A sheriff is directed to grant a guardianship order initially “for a period of three years or such other period (including an indefinite period) as, on cause shown, he may determine” (s58(4) of the Adults with Incapacity (Scotland) Act 2000: all references below are to that Act, except where otherwise stated.)
Sheriff John K Mundy at Falkirk has issued a written judgment addressing more fully than hitherto the considerations relevant to determining duration of a guardianship order, and in particular whether, on the facts of the case before him, it should be granted for less than three years. He addressed the questions of onus; of balancing elements relevant to the principle in s1(3) requiring the least restrictive effective intervention in relation to the adult’s freedom; the implication of the “acting” element of the definition of incapacity (s1(6)(a)); and the appropriate focus where there were related child welfare issues.
Falkirk Council applied for a guardianship order appointing their chief social work officer as welfare guardian to S for a period of three years. S opposed, but only as regards the duration of the order, which she contended should be limited to one year. At the time of the hearing in November 2013 she was aged 34. She had a learning disability. She had two children, G and A, to different fathers with both of whom she had had difficult relationships, and by the time of the hearing both children were in local authority care. Her adoptive mother was deceased and her relationship with her adoptive father had deteriorated. On 14th June 2013 the sheriff had granted a Removal Order under s293 of the Mental Health (Care and Treatment) (Scotland) Act 2003 as a result of which S was removed to M Care Centre.
On onus, the sheriff refused to accept that there was any onus on a party proposing a period of less than the three-year “norm”: “It seems to me, bearing in mind the principle of ‘the least restrictive option’ (on the hypothesis that intervention is justified), that it would be difficult to argue that there was a legal burden on a party who submitted for a lesser period of intervention.” More generally, where issue had been joined as to duration it seemed to the sheriff “to be unhelpful to think in terms of onus.” The court’s task “must ultimately be to consider what the appropriate period is having regard to the principles contained in the Act.” In applying s1(3), on the one hand a shorter period could be said to be less restrictive, but the sheriff referred to Adrian’s comment in relation to s58(4) in “Adults with Incapacity Legislation” that requiring everyone to go through the renewal procedure more frequently than necessary could be contrary to the benefit principle. The potential impact on the adult of a renewal application was relevant. The sheriff referred to the observations of Sheriff Thornton in Application in respect of the adult JMR (Kirkcaldy Sheriff Court, 27th February 2013 at para 20). In the present case, he identified as further disadvantage of a shorter period that S’s knowledge that the order was only for a year could cause her – as she was reported to have said – to “keep the head down” for that period, thus inhibiting the progress of her rehabilitation. She was “at risk of being taken advantage of”, and it would be “a slow process in order to ensure her safety in the community without support.” Sheriff Mundy quoted evidence of a consultant psychiatrist that he “did not think she would work with a one year order even if she agreed with that.”

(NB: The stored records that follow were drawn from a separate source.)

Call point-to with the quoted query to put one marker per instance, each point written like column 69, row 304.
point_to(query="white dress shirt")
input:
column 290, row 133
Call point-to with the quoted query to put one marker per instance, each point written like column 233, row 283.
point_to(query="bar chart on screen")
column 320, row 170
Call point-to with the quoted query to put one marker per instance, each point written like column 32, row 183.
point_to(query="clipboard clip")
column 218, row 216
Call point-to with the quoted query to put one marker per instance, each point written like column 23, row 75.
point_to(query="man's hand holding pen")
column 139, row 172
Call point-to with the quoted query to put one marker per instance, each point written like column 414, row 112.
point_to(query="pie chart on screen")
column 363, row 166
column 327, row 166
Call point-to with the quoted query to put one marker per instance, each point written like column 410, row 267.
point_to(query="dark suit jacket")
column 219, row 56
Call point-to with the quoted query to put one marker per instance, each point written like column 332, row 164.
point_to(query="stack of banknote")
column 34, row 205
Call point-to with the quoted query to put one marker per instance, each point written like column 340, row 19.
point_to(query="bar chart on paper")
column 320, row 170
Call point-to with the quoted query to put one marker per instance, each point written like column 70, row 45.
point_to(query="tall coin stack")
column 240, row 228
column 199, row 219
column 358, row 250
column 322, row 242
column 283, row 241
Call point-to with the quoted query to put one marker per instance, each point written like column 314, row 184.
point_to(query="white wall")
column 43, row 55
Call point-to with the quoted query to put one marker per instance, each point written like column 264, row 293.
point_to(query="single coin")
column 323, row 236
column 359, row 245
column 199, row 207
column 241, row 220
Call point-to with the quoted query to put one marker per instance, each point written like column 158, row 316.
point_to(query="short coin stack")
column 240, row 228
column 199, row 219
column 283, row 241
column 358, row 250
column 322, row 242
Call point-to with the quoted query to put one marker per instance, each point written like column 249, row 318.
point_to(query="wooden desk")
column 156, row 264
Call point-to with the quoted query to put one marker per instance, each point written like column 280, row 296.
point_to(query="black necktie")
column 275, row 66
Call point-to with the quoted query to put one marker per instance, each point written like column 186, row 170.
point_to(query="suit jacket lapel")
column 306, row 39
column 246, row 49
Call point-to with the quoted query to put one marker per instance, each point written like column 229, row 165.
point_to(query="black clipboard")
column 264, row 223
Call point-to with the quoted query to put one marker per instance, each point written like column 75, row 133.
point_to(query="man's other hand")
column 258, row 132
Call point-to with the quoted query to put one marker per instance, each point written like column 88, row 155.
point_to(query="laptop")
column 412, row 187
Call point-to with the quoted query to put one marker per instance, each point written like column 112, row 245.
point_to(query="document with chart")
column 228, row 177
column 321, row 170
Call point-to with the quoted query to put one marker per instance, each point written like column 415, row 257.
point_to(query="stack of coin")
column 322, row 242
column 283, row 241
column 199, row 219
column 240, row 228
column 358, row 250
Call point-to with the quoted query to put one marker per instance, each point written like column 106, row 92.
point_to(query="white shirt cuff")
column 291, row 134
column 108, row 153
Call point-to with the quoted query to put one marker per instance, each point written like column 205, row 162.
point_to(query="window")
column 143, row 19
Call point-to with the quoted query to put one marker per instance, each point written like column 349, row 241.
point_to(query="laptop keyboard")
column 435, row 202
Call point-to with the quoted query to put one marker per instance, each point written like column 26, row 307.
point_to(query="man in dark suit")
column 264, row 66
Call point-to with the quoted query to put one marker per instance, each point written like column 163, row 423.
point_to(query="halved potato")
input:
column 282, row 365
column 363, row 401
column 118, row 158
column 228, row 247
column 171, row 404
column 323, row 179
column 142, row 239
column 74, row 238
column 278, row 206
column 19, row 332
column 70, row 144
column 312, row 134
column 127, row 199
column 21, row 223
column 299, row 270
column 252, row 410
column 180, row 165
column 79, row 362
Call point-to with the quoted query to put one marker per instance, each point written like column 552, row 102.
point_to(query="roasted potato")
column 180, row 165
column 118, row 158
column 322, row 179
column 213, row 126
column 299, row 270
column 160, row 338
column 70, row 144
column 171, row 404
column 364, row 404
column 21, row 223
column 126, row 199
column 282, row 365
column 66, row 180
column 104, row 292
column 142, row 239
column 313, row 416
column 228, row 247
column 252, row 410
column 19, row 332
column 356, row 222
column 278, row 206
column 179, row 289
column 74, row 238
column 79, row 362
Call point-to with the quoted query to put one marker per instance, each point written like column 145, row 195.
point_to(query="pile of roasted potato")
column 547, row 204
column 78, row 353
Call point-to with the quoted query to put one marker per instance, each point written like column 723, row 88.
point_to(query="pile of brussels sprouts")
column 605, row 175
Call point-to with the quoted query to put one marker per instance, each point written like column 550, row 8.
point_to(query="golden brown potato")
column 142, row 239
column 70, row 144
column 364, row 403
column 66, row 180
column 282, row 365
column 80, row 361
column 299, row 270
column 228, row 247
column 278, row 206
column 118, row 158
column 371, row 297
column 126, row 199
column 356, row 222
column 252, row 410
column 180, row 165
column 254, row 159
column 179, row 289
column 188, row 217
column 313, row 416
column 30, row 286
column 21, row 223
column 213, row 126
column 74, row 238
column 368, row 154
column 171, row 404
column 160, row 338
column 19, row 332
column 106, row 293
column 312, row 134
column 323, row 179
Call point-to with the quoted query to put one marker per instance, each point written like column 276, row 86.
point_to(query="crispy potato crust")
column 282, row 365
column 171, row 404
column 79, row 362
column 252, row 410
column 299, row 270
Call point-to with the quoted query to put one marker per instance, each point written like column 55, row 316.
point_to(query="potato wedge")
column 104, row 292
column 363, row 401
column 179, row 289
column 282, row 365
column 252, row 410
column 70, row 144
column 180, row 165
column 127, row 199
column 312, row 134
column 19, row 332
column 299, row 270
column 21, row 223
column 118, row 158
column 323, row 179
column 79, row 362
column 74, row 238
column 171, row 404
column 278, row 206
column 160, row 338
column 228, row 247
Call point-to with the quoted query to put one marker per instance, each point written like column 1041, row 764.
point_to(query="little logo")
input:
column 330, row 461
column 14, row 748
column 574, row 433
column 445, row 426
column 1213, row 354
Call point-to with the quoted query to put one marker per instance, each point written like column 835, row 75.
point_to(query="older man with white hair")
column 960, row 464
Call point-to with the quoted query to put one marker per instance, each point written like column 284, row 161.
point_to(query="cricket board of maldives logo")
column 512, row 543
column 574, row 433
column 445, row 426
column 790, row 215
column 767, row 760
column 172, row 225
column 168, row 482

The importance of the element of “acting”, including acting in accordance with otherwise potentially competent decisions, was emphasised by the Mental Welfare Commission in the “D Report.” In the present case, the sheriff accepted evidence of S’s frequent inability to act consistently with decisions. Looking only to her expressed decisions, it might have been doubtful whether she was incapable so as to warrant the order sought.
The sheriff did not feel that he “could attach a great deal of weight to the proposition that a shorter order would allow S a greater opportunity to play a significant part in A’s upbringing.” In “Two ‘adults’ in one incapacity case?: thoughts for Scotland from an English deprivation of liberty decision”, 2013 SLT (News) 239,
Adrian suggested that the section 1 principles should be applied to any adult within the wording of s1(1), which might be a “second adult” in addition to the adult regarding whom proceedings had been brought. This view could not apply to a person under 16, and thus not an “adult” in terms of the Act. A parent-child relationship would however be likely to engage the benefit principle (s1(2)), the wishes and feelings of the adult (s1(4)(a)), and the views of the child (s1(4)(d)). Sheriff Mundy did not refer to such considerations. He referred to evidence that the “concern was S’s welfare and safety rather than any issues relating to her child” and that “this application was about S, not her child.” Sheriff Mundy accepted, on the basis of evidence adduced, that “the first concern was to achieve stability for S,” upon achievement of which “S’s parenting ability in relation to A could be re-assessed.”
The Judgment does not refer to Article 12.4 of the UN Convention on the Rights of Persons with Disabilities of December 13, 2006, which provides that “measures that relate to the exercise of legal capacity” should “apply for the shortest time possible.”